Conflict of Interests The authors declare that they have no confl

Conflict of Interests The authors declare that they have no conflict of interests.
Surgical treatment of thoracic and lumbar spine fractures is based on different factors. Type of fracture, neurological deficit, general conditions, and associated injuries affect both treatment and final result. Although type B and C fractures following AO-Magerl classification [1] require surgical selleck Pacritinib treatment, most type A fractures without neurological involvement can be safely treated in a conservative way [2, 3]. Conservative treatment is a demanding procedure for the patient, and the risk of a final deformity has to be considered as a residual kyphosis can consistently worsen the quality of life of the patient. Moreover, some situations rule out the chance for a conservative treatment.

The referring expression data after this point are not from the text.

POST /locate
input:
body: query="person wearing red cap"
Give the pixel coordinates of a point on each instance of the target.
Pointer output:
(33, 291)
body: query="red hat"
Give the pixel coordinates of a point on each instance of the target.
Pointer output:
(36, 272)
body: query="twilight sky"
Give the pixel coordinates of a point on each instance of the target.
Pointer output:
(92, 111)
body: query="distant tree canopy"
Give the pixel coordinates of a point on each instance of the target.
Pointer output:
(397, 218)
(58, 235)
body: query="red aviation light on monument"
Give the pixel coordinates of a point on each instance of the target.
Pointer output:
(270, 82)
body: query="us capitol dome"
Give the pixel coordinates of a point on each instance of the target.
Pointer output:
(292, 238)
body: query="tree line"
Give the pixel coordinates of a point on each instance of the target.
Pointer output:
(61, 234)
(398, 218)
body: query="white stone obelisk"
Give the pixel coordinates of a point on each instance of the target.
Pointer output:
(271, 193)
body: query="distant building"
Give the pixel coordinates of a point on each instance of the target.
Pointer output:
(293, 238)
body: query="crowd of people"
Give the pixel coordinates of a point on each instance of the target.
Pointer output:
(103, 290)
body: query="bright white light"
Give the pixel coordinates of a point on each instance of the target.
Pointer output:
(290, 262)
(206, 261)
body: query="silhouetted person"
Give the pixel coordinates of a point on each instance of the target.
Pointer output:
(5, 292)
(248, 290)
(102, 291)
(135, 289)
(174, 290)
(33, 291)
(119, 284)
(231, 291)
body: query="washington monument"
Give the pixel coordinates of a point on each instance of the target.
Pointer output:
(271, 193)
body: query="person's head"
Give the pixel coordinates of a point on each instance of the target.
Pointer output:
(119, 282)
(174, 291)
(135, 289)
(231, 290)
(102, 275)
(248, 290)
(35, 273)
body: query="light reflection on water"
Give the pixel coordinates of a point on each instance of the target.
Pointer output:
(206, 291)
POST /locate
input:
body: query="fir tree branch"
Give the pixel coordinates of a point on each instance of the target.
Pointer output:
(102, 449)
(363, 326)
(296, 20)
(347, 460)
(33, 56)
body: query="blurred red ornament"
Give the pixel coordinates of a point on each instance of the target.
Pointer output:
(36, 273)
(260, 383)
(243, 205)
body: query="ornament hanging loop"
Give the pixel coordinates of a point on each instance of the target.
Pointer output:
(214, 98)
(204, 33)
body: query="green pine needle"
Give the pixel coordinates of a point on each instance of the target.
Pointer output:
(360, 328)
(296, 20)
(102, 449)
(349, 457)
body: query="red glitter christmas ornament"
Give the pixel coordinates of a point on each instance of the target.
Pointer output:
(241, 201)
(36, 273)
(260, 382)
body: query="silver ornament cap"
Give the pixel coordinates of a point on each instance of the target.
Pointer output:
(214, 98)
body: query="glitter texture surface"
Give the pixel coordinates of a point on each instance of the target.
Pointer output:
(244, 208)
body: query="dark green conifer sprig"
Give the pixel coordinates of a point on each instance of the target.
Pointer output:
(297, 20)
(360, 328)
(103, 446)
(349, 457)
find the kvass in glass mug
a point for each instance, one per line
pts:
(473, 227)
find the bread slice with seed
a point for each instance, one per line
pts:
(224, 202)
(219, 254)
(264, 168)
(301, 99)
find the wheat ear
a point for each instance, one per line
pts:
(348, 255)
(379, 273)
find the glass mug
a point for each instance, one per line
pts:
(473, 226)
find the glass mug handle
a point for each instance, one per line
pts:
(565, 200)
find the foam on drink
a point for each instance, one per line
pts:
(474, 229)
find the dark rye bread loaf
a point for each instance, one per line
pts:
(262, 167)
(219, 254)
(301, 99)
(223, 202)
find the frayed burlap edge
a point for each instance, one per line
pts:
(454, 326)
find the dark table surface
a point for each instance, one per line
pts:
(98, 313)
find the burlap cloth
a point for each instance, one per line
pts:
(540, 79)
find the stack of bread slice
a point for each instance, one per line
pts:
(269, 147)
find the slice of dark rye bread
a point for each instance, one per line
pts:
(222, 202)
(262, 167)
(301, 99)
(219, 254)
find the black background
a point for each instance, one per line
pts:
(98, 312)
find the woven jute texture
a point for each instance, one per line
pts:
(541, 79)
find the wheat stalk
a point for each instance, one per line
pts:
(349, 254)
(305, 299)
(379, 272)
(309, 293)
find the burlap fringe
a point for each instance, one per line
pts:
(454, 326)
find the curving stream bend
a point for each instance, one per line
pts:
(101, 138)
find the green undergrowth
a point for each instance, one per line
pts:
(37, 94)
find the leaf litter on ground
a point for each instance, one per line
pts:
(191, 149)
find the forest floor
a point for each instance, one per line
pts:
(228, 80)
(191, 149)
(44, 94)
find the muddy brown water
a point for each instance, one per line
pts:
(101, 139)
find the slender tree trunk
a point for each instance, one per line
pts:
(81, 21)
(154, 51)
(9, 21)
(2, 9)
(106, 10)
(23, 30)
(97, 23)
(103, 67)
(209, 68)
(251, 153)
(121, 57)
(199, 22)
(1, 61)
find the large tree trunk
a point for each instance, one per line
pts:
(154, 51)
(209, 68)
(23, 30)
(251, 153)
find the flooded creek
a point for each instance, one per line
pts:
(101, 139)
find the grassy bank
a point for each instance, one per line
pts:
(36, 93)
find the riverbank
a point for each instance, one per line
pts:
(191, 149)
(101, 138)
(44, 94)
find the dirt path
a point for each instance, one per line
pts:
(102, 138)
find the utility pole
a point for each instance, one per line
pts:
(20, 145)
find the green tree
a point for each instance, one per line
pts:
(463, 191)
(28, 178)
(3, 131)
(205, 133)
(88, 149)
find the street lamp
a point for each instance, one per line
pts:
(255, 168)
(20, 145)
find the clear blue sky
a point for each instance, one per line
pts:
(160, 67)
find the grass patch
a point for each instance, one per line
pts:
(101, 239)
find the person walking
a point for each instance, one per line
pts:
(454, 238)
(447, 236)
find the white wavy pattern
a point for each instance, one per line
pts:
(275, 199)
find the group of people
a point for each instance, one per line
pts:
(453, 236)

In case of polytrauma, claustrophobia, psychological disease, venous disease or previous deep venous thrombosis, obesity, and bronchopulmonary diseases, conservative treatment is not advisable. Attention must also be paid to the fact that younger and active workers refuse the conservative treatment in order to avoid bed rest and an inactive period. A traditional open surgery may be an overtreatment in all these cases, considering blood loss, possible complications, hospital stay, and delayed functional recovery. In this setting, a good option can be a percutaneous minimally invasive surgery (MIS) [4, 5]. This technique is suggested by the authors every time a conservative treatment is not indicated or advisable, and posterior open arthrodesis may represent an overtreatment. 2.

Materials and Methods From May 2005 to December 2011, 163 vertebral fractures of the thoracic and lumbar spine in 122 patients were stabilized. Eighty-tree patients were males and 39 females, the mean age was 48 years (from 15 to 85). Eighteen patients were polytrauma with an average Injury Severity Score of 25.2 (from 17 to 34). In those patient, percutaneous fixation was also intended to be a damage control procedure. The most frequent location was the thoracolumbar junction (T12-L1). All fractures were classified according to the AO-Magerlclassification: the vast majority were type A fractures (A1 and A3), while type B or type C were recorded in a few cases (Table 1). Table 1 Fractures distribution according to the type and level. The most frequent construct was the monosegmental one (one level above and one below the fractured vertebra) in 96 cases.

A multilevel construction was performed in 26 cases of multiple injuries. Overall, 553 pedicle screws were implanted with a percutaneous technique. AV-951 In 18 cases, a bone substitute (cement and hydroxyapatite) was introduced in the fractured vertebra to fill the anterior gap left after reduction, to better support the anterior column. In one of patients with poor bone stock due to osteoporosis, we used a fenestrated cemented screw, associated with kyphoplasty, to stabilize a T12 type A3 fracture (Figure 1).